El escritor se mostró encantado con Barcelona pero puso en duda su capacidad de escribir y su estilo si viviera aquí: “la ciudad es maravillosa y en la playa hay chicas muy guapas pero no creo que pudiera escribir aquí. Yo necesito el frío y la luz plomiza de Dublín”. Con notables reconocimientos en su haber, entre ellos el codiciado Premio Booker en 2005 por su novela El mar y último premio Príncipe de Asturias, Banville afirmó que la tradición irlandesa de grandes escritores como James Joyce, Oscar Wilde y Seamus Heaney supone por un lado una motivación pero a la vez un hándicap.

“A los 13 años me

creía James Joyce,

ahora sigo practicando”

Fue uno de sus hermanos quien le regaló un ejemplar de Dublineses, de James Joyce. “Me apasionó. Me puse a escribir, en realidad a hacer imitaciones espantosas de Joyce.

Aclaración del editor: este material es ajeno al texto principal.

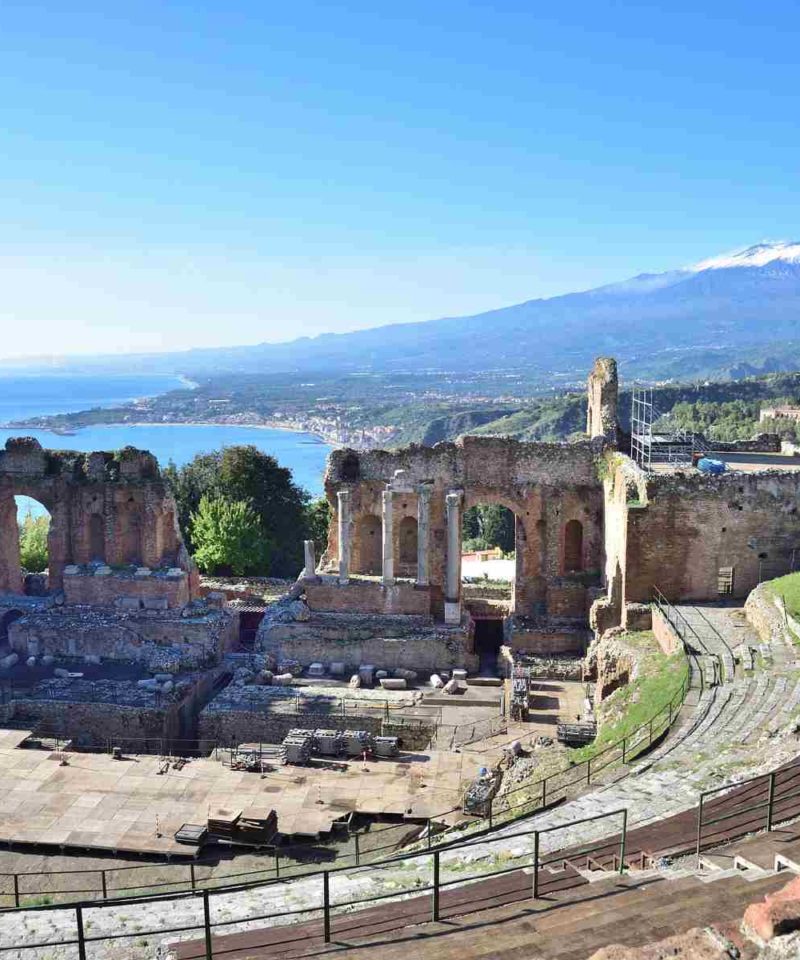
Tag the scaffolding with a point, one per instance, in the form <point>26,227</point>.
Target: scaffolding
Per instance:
<point>648,448</point>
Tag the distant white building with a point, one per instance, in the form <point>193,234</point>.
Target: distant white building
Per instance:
<point>784,412</point>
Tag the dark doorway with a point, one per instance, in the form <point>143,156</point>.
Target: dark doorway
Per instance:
<point>488,640</point>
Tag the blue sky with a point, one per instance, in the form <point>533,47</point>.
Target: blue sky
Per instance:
<point>176,175</point>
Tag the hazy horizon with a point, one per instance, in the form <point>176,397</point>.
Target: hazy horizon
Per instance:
<point>178,178</point>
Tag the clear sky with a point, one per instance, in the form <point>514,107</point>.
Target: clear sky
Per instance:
<point>191,174</point>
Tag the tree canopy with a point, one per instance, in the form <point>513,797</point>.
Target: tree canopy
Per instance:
<point>245,473</point>
<point>33,550</point>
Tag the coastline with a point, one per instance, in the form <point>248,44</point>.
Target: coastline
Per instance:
<point>319,437</point>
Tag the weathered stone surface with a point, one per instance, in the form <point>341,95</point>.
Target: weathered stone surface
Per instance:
<point>777,914</point>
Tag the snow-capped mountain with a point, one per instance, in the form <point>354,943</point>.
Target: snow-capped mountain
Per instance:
<point>717,312</point>
<point>736,313</point>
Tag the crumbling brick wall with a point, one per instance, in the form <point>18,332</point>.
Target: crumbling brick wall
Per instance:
<point>111,508</point>
<point>546,485</point>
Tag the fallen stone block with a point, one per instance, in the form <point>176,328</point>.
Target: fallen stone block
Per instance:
<point>156,603</point>
<point>408,675</point>
<point>128,603</point>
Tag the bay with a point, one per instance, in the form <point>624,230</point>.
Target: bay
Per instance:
<point>23,397</point>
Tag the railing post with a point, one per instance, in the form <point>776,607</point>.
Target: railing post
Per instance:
<point>207,925</point>
<point>326,907</point>
<point>435,907</point>
<point>770,800</point>
<point>699,828</point>
<point>81,939</point>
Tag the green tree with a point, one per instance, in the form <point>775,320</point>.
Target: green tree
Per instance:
<point>229,538</point>
<point>245,473</point>
<point>33,542</point>
<point>488,525</point>
<point>318,518</point>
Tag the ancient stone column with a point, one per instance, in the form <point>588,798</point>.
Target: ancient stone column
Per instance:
<point>388,536</point>
<point>423,528</point>
<point>310,568</point>
<point>452,606</point>
<point>343,497</point>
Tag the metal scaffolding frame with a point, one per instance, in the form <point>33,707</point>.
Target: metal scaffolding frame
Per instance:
<point>648,448</point>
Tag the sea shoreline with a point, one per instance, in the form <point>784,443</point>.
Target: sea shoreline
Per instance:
<point>319,437</point>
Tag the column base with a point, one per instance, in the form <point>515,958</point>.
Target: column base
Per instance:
<point>452,612</point>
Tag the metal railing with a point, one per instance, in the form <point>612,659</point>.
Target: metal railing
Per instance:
<point>748,806</point>
<point>678,621</point>
<point>555,787</point>
<point>328,908</point>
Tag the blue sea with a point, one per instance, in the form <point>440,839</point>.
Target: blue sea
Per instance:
<point>29,396</point>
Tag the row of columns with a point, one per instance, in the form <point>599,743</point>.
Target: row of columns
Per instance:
<point>423,491</point>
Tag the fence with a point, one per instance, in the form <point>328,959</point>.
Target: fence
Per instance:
<point>689,637</point>
<point>535,880</point>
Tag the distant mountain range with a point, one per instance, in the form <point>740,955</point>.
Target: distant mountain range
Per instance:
<point>729,316</point>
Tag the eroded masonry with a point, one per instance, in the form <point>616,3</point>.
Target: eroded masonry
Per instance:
<point>594,535</point>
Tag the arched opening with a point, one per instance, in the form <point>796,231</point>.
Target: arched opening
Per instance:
<point>573,546</point>
<point>488,543</point>
<point>33,527</point>
<point>97,538</point>
<point>130,533</point>
<point>5,622</point>
<point>407,534</point>
<point>368,553</point>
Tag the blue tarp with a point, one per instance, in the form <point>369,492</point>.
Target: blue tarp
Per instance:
<point>707,465</point>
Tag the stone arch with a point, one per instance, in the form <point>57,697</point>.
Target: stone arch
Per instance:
<point>130,532</point>
<point>573,547</point>
<point>407,536</point>
<point>368,552</point>
<point>97,537</point>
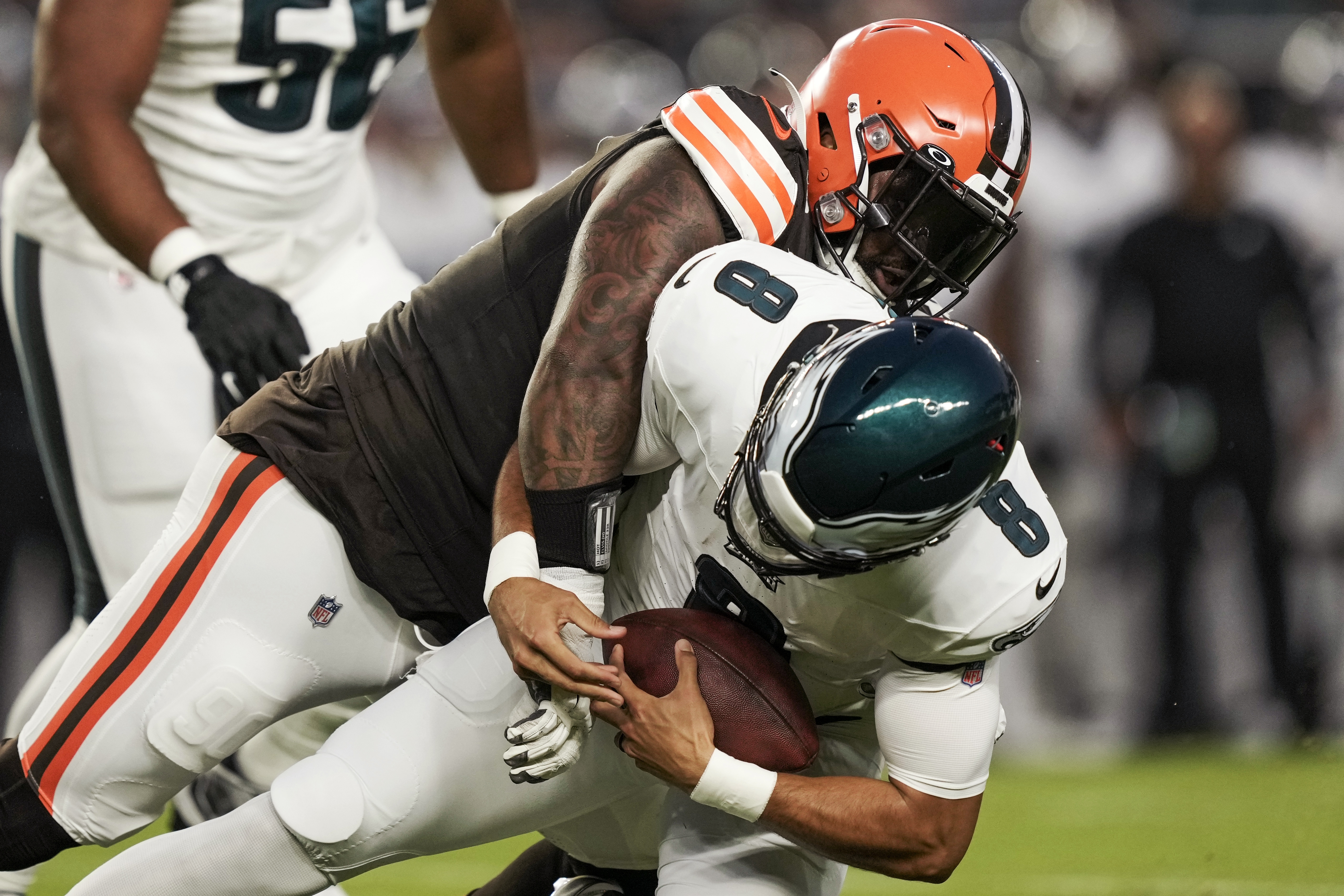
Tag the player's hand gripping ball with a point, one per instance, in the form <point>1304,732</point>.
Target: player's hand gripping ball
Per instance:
<point>760,711</point>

Tenía 13 años y creía que era Joyce, pero ya vi que debía practicar mucho y aún hoy sigo practicando”. Para Banville, la lectura y las bibliotecas se convirtieron en su refugio en su ciudad natal, Wexford.

Banville, que además de escritor es guionista, autor de piezas teatrales y colaborador habitual de prensa, reconoció estar ya acostumbrado a una suerte de doble personalidad; la del Banville autor de novelas con un uso preciosista del lenguaje —para las que invierte de tres a cuatro años, dijo— , y la de Benjamin Black, el firmante de las novelas negras que empezó a escribir en 2006 — la primera fue El secreto de Christine — que le reportan mucho menos dedicación —entre tres y cinco meses, comentó— pero con las que saltó a la fama: “Estoy convencido de que yo moriré pero Benjamin Black quedará”. A Banville se le atribuye, además, haber resucitado el espíritu de otro clásico, Raymond Chandler, cuando decidió devolver a la vida a Marlowe en La rosa de los ojos negros: “jamás me pude imaginar el éxito que tuvo”.

“Estoy convencido de

que Benjamin Black

permanecerá

cuando yo muera”

Muy respetuoso con todo tipo de lectores, a la pregunta de Lozano de si los libros electrónicos acabarían con el impreso, Banville se mostró convencido de que lo importante es que la gente lea: “Me extrañé cuando hace pocos años vi a personas que leían en las pantallas de los teléfonos móviles. Ahora pienso que lo que hace falta es que la gente lea dónde y cómo le apetezca y si leen las 50 sombras de Grey, pues me parece perfecto”.